Today’s New York Pride Parade entertained over a million people who traveled to the event. The turn-out was astounding and particularly poignant after the Orlando gay nightclub massacre that took place just two weeks earlier.
“This parade is New York City saying defiantly – we will stand up to hatred,” said Mayor Bill de Blasio before the parade. “We will stand up to those who would try to undermine our values. We believe in a society for everyone.”
This year, signs paying tribute to the Orlando victims could be seen all along the march route. Forty-nine men and women dressed in all white clothing and veils held up names of those killed in the Pulse tragedy.
Usually, Pride marches are a time of celebration and revelry, but this year certainly had a more somber tone and feel to the parade.
One onlooker, Anthony Paden, said that although he has been attending this march for a decade “today means something different to me because of Orlando. Today means coming out and supporting gay Americans affected by the attack.”

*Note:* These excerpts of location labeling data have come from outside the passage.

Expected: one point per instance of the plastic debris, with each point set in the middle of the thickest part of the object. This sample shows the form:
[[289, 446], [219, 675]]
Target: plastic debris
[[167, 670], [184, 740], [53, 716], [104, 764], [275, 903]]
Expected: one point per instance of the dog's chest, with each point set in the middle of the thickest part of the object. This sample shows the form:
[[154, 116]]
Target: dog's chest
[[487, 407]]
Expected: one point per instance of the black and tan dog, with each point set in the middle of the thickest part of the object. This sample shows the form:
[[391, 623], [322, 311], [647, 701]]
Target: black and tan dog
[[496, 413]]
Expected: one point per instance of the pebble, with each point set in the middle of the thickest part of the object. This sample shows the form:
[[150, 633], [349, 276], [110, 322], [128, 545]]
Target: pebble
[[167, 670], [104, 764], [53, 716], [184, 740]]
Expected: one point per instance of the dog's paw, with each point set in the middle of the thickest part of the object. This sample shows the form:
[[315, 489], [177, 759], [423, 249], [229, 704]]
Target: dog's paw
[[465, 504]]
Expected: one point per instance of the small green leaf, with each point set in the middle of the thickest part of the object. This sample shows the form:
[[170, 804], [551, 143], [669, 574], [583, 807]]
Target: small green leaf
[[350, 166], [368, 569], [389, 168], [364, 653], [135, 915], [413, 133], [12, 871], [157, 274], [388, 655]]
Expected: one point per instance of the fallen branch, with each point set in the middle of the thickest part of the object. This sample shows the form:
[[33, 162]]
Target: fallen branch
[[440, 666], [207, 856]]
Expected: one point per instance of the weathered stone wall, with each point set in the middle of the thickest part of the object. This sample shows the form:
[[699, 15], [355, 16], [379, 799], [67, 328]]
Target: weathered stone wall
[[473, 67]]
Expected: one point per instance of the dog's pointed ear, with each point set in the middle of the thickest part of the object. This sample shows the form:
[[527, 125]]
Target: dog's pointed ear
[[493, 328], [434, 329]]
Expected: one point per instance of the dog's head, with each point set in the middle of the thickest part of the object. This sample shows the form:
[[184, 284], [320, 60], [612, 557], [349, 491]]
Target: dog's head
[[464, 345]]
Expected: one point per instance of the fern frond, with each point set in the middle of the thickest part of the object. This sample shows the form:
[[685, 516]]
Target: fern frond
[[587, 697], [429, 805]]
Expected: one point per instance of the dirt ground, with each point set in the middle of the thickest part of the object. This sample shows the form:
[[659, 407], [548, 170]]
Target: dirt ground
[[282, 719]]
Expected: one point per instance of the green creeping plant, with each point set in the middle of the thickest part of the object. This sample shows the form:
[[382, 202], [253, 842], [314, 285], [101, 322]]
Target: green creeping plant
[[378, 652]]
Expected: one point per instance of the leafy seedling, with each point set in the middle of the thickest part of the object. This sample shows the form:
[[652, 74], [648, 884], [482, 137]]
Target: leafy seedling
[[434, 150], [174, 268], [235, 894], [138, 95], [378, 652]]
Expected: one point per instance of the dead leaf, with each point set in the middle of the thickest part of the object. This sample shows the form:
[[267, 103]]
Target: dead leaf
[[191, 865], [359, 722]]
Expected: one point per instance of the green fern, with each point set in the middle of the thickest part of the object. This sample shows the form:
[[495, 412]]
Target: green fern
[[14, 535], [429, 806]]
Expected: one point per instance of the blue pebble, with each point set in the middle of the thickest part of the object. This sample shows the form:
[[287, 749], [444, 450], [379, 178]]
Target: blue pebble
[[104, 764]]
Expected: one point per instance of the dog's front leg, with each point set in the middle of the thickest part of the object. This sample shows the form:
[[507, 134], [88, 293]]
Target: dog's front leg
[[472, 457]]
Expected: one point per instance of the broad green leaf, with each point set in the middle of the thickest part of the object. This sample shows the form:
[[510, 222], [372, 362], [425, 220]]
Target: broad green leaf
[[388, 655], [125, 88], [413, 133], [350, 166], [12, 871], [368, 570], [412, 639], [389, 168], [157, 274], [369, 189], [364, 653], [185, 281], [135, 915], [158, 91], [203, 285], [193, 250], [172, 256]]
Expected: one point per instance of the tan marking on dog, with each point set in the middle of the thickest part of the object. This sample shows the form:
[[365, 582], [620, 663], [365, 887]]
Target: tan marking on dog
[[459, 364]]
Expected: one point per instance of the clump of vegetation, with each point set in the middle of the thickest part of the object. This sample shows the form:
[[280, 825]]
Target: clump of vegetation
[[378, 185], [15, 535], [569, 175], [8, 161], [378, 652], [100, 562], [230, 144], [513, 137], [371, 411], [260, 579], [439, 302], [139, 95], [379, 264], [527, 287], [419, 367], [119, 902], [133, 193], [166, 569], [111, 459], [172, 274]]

This year’s parade touted more policemen and security than ever before. De Blasio said: “We have extraordinary NYPD presence to make sure that this will be not only the biggest, but the safest parade we’ve ever had.”
There were other surprising moments during the march. Senator Hillary Clinton walked in the last part of the parade, and other notable attendees included Governor Andrew Cuomo, Reverend Al Sharpton and Senator Chuck Schumer.
“I was the first Senator to march in this parade, but I won’t be the last,” Schumer stated.